Yang membedakan, HS adalah pria kelahiran 8 Maret 1994. Dengan usianya yang 25 tahun, Hermawan bukan termasuk anak-anak seperti RJ sehingga dia tidak bisa dilindungi dengan UU Perlindungan Anak dan UU Peradilan Anak.

HS ditangkap polisi karena diduga melakukan ujaran bernada ancaman pembunuhan pada simbol negara yakni Presiden melalui video, saat berada di tengah aksi demonstrasi di depan kantor Bawaslu, Jl MH Thamrin, Jakarta Pusat, pada Jumat (10/5) sekitar pukul 14.40 WIB.

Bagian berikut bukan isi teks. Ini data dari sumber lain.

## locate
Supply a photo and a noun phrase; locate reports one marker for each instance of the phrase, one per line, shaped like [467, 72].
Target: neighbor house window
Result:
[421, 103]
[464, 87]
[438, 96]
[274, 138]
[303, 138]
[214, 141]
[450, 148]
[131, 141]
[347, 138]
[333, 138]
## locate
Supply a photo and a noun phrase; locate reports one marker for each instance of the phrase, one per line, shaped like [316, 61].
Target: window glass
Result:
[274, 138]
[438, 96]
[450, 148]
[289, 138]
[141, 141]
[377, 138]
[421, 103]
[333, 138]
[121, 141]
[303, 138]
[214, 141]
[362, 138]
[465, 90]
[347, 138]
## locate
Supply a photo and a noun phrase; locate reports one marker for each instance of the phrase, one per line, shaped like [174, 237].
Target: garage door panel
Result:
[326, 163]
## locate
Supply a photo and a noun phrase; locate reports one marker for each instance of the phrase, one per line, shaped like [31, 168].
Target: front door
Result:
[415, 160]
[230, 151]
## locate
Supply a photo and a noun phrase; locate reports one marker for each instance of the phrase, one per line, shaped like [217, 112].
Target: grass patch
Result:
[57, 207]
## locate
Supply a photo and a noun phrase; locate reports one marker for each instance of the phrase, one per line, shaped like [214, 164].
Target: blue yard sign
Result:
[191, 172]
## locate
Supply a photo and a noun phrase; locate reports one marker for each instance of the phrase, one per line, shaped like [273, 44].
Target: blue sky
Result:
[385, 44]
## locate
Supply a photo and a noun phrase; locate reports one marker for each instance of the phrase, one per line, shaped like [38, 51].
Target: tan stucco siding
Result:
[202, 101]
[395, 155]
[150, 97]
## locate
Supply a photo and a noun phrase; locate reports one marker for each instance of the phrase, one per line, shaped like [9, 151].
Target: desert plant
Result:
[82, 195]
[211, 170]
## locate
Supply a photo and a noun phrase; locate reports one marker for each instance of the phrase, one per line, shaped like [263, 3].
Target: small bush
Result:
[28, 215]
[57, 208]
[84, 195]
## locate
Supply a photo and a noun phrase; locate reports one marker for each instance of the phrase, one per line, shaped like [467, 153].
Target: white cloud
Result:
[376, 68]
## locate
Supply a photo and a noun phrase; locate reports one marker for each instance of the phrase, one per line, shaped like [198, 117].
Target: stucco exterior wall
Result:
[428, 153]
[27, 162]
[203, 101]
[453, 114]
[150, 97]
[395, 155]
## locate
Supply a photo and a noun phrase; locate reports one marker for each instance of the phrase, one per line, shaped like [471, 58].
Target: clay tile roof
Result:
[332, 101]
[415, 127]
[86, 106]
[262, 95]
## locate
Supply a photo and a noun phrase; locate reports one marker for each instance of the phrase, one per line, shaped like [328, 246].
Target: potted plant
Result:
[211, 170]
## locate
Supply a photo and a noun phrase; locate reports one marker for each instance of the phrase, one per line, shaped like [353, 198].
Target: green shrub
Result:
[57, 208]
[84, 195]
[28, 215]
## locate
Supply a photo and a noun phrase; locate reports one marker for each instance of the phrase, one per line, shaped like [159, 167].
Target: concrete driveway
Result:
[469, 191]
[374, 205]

HS dijerat dengan tindak pidana kejahatan terhadap keamanan negara dan tindak pidana di bidang ITE dengan modus Pengancaman Pembunuhan terhadap Presiden RI sebagaimana dimaksud dalam pasal 104 KUHP dan Pasal 27 ayat 4 junto pasal 45 ayat 1 UU RI no 19 tahun 2016 perubahan atas UU RI no 11 tahun 2008 tentang ITE. 

Saat ditangkap polisi, HS mengaku menyesal dengan perbuatannya telah mengancam Jokowi."Iya, saat ditangkap dia ini mengaku khilaf," kata Kasubdit Jatanras Polda Metro Jaya AKBP Jerry Siagian kepada wartawan, Minggu (12/5/2019). 

 

Selesai di luar peradilan pidana

Dilansir dari situs Detik, kasus RJ tidak berlanjut ke meja pengadilan. Perkara itu diselesaikan melalui proses diversi atau pengalihan penyelesaian perkara anak dari proses peradilan pidana ke proses di luar peradilan pidana.

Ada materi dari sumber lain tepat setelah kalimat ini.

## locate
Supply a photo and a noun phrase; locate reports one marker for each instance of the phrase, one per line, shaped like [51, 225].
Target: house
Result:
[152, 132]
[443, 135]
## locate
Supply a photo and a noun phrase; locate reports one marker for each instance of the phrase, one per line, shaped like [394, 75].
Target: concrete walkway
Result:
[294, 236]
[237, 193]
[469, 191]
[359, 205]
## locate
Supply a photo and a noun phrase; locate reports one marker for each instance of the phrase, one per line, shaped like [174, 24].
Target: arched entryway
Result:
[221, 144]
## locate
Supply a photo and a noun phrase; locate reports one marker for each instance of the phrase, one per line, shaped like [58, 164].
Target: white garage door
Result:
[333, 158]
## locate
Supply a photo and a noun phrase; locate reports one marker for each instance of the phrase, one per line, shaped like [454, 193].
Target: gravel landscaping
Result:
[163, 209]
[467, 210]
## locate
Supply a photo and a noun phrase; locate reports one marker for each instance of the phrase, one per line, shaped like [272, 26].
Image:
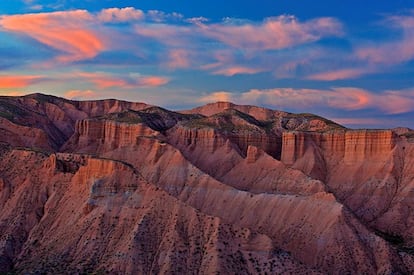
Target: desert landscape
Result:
[118, 187]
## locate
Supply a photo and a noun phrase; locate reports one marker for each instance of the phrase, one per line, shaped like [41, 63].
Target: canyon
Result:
[110, 186]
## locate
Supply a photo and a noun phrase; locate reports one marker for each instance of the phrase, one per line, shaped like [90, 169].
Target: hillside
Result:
[111, 186]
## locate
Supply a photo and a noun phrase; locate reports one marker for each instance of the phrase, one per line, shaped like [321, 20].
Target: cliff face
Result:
[103, 135]
[119, 187]
[368, 170]
[351, 146]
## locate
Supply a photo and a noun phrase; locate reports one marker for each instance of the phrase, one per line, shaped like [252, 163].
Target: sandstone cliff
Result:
[119, 187]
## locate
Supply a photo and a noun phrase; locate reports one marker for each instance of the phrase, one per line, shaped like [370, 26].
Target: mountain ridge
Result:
[227, 188]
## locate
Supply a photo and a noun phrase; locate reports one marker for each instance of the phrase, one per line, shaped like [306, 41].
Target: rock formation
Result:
[117, 187]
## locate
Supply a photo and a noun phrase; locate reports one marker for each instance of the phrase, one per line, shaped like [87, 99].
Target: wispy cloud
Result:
[343, 98]
[120, 14]
[105, 80]
[18, 81]
[272, 34]
[80, 94]
[340, 74]
[233, 70]
[63, 31]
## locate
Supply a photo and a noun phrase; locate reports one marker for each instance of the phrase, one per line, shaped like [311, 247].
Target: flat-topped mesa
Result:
[107, 135]
[206, 138]
[352, 146]
[364, 145]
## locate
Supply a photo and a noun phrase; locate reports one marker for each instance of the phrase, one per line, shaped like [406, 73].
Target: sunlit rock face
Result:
[127, 188]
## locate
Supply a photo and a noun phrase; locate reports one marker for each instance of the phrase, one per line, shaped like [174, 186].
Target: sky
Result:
[349, 61]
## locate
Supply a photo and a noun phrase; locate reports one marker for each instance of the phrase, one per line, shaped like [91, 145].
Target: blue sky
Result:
[349, 61]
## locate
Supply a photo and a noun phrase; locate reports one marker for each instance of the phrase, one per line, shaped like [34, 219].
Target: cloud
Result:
[64, 31]
[343, 98]
[358, 121]
[178, 58]
[120, 15]
[18, 81]
[216, 96]
[231, 71]
[104, 80]
[339, 74]
[80, 94]
[274, 33]
[160, 16]
[392, 52]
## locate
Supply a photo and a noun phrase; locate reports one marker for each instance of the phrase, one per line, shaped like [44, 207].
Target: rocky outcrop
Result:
[23, 136]
[146, 190]
[103, 135]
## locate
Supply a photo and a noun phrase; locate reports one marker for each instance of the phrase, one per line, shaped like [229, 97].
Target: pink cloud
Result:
[344, 98]
[80, 94]
[18, 81]
[358, 121]
[216, 96]
[103, 80]
[120, 15]
[231, 71]
[339, 74]
[151, 81]
[65, 31]
[178, 58]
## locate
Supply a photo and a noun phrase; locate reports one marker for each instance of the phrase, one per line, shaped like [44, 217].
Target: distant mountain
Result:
[111, 186]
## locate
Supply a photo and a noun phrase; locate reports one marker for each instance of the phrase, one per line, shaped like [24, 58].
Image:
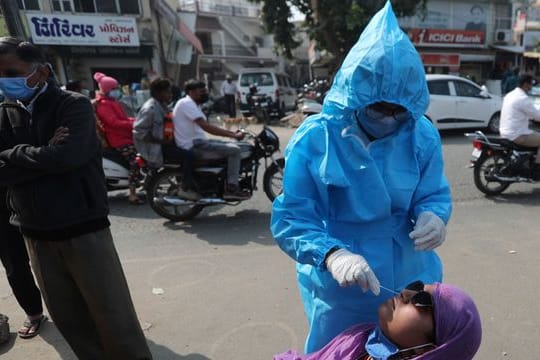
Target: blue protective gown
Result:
[341, 190]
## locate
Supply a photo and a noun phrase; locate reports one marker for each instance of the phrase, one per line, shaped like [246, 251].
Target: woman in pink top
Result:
[118, 127]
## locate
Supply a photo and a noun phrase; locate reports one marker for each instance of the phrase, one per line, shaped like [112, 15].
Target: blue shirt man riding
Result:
[365, 199]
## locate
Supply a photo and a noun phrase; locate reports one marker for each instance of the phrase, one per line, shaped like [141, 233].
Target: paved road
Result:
[230, 293]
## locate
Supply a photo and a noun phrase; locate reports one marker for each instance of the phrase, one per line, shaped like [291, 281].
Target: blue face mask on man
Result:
[16, 88]
[378, 124]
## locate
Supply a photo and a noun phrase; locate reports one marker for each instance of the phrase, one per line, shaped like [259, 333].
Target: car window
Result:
[287, 81]
[260, 79]
[466, 89]
[438, 87]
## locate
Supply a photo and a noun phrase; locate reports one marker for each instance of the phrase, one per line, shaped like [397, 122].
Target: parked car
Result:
[456, 102]
[270, 83]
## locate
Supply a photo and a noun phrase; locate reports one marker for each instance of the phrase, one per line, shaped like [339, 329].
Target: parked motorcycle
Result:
[261, 106]
[499, 162]
[210, 178]
[305, 107]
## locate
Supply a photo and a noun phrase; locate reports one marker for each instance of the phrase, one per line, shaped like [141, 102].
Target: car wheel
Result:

Jaksa penuntut umum yang melakukan proses diversi seperti tercantum dalam Undang-Undang Nomor 11 Tahun 2012 tentang Sistem Peradilan Anak.

"Bahwa setelah diterimanya RJ oleh pihak Kejaksaan Negeri Jakarta Barat, sebelum perkaranya dilimpahkan ke pengadilan, penuntut umum melaksanakan proses diversi sebagaimana amanat dalam ketentuan Pasal 42 UU Nomor 11 Tahun 2012 tentang Sistem Peradilan Anak," kata Kepala Seksi Penerangan Hukum Kejaksaan Tinggi (Kasipenkum Kejati) DKI Jakarta, Nirwan Nawawi, dalam keterangannya, Selasa (14/5/2019).

Selanjutnya proses diversi dilakukan dengan menghadirkan langsung RJ, orang tua atau wali RJ, pelapor, pihak Balai Pemasyarakatan, penasihat hukum, dan pendamping. Nirwan menyebut hasilnya didapat pada Kamis, 9 Agustus 2018.

"Dari hasil pelaksanaan diversi terdapat kesepahaman pendapat terkait penyelesaian perkara anak, disepakati anak akan dikembalikan kepada orang tua untuk mendapatkan bimbingan yang lebih baik serta berkomitmen untuk melakukan pelayanan masyarakat," ucap Nirwan.

Bahwa berita acara diversi tersebut telah ditetapkan oleh Pengadilan Negeri Jakarta Barat dengan Penetapan Nomor 4/Pen.Diversi/Pid.Sus-Anak/2018/PN.Jkt.Bar.

 

KESIMPULAN

Dari pemeriksaan fakta di atas, tidak benar bahwa RJ dibebaskan oleh polisi karena dia beretnis keturunan Tionghoa. RJ sendiri telah diproses hukum namun saat itu ia tidak ditahan lantaran masih termasuk anak-anak. Sedangkan HS diproses hukum bukan lantaran ia Muslim.